Apesar de não ver o nome de Tanguá e Rio Bonito mencionado, eu confesso que fico um pouco mais aliviado com essas notícias – embora continue querendo ver para crer. Contudo, outro ponto não menos importante que a saúde, ainda não recebeu nenhum tipo de investimento. Conversando com as autoridades, não vemos nenhuma luz no fim do túnel, e quando ela começa a brilhar, geralmente é um trem que se aproxima. Estamos falando da segurança, que embora muitos não concordem, se tornou um caso de saúde pública por vários motivos. Primeiro, porque a quantidade de jovens portadores de algum tipo de deficiência, por terem sofrido algum episódio de violência não para de crescer.
Além disso, nunca é demais lembrar, que a partir do momento que a polícia começou a combater a marginalidade na capital, os bandidos decidiram se transferir para as cidades do interior, onde o povo é menos atento e a polícia é mais ineficiente, por conta do baixo efetivo dos batalhões. Surge então uma modalidade de crime que é uma mão na roda: os assaltos a propriedades rurais, onde geralmente os sitiantes e fazendeiros mantêm o velho hábito de guardar dinheiro em casa.
No último dia 21 de outubro, durante a reunião do Conselho Comunitário de Segurança, o sub-comandante do 35º Batalhão da Polícia Militar de Itaboraí, tenente coronel Cid Rodrigues Tavares, confirmou que o efetivo de policiais militares do 35º é pequeno e a área de atuação muito extensa (Silva Jardim, Rio Bonito, Tanguá, Itaboraí e Cachoeira de Macacu). Apesar de ter prometido melhorar a segurança na Zona Rural, o policial comentou que “somente Deus tem o poder da onipresença, mas nós (policiais) não podemos estar em dois lugares ao mesmo tempo”.
Na ocasião, o subcomandante deu essa resposta ao presidente da Câmara Municipal, o vereador Fernando Soares (PMN) e o ex-secretário municipal de Agricultura, Indústria, Comércio e Turismo, Marcos Ronaldo de Carvalho Braga, o Marcos da Emater, que reclamaram dos assaltos que estão que estão acontecendo nas localidades mais afastadas. De acordo com eles, somente neste ano, 11 propriedades rurais foram assaltadas, mas ao longo dos últimos anos esse numero ultrapassa 35. Mas a estatística continuam sendo aumentada.
Dizemos isso, porque há cerca de 20 dias, por volta das 20h, dois homens encapuzados entraram numa casa na localidade de Catimbau Pequeno. Eles apresentaram as suas armas e exigiram dinheiro. A dona da casa, que estava na residência na companhia das suas duas filhas, ambas menores, entregou aos bandidos R$ 300 que estavam reservados para fazer compras no dia seguinte. Não satisfeitos com o dinheiro, os marginais foram à geladeira e roubaram os danoninhos das crianças. De acordo com uma familiar, que pediu para não ser identificada, a polícia foi chamada, mas não compareceu ao local. Com medo de represálias, por morar num local afastado, a família decidiu não prestar queixa.

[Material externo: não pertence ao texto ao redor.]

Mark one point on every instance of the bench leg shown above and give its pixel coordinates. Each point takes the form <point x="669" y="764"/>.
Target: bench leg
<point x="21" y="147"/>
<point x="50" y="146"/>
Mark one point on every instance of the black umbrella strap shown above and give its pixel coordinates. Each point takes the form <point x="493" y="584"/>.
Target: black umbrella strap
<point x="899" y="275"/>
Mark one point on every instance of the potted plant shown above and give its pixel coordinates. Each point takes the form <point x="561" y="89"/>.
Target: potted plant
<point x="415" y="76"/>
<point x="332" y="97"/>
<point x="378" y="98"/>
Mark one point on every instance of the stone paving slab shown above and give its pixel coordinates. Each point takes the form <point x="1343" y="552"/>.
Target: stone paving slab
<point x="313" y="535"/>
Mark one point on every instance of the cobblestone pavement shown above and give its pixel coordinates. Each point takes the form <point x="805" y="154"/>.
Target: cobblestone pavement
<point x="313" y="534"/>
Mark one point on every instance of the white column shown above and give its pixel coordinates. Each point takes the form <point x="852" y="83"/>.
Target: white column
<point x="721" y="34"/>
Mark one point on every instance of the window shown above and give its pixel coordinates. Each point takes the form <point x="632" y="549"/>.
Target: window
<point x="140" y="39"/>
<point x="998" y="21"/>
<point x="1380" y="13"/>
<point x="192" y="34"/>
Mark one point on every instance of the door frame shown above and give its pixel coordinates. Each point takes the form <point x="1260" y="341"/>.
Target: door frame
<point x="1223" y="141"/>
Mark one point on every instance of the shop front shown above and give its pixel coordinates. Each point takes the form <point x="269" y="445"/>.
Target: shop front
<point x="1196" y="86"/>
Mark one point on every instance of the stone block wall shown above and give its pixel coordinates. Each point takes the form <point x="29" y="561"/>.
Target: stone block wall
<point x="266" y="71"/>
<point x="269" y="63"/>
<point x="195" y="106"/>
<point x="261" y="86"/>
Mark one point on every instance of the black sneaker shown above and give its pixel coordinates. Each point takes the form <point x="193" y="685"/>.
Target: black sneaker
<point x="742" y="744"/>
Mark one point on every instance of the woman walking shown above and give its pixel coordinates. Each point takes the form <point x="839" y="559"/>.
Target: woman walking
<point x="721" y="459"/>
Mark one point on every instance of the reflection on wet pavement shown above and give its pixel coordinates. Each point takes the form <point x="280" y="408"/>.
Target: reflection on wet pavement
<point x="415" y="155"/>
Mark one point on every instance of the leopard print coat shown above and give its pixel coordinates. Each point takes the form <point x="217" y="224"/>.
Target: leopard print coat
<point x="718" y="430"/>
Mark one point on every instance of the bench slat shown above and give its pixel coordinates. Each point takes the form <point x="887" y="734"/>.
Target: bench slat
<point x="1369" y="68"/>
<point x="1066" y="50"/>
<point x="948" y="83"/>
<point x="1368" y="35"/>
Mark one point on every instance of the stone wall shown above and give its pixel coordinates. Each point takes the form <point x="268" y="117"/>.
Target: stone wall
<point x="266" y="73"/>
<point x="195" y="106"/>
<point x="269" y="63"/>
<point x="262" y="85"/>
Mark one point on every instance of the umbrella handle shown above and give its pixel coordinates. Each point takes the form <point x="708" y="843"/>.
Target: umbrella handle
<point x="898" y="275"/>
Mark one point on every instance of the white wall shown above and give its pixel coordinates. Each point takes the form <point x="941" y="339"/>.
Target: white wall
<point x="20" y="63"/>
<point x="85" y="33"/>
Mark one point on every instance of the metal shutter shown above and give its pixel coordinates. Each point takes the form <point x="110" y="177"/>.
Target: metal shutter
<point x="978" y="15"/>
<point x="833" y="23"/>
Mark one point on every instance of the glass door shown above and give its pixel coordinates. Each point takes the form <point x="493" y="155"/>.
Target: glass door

Imagine o estado psicológico dessas crianças e dessa mãe. Essa ação violenta e covarde, certamente vai causar cicatrizes no inconsciente dessas crianças, que certamente ficarão traumatizadas. Viu como a segurança é um caso de saúde pública? Estamos esperando os investimentos nesse setor. Com a palavra, o Conleste, a Petrobras, os governos, e por que não, o povo.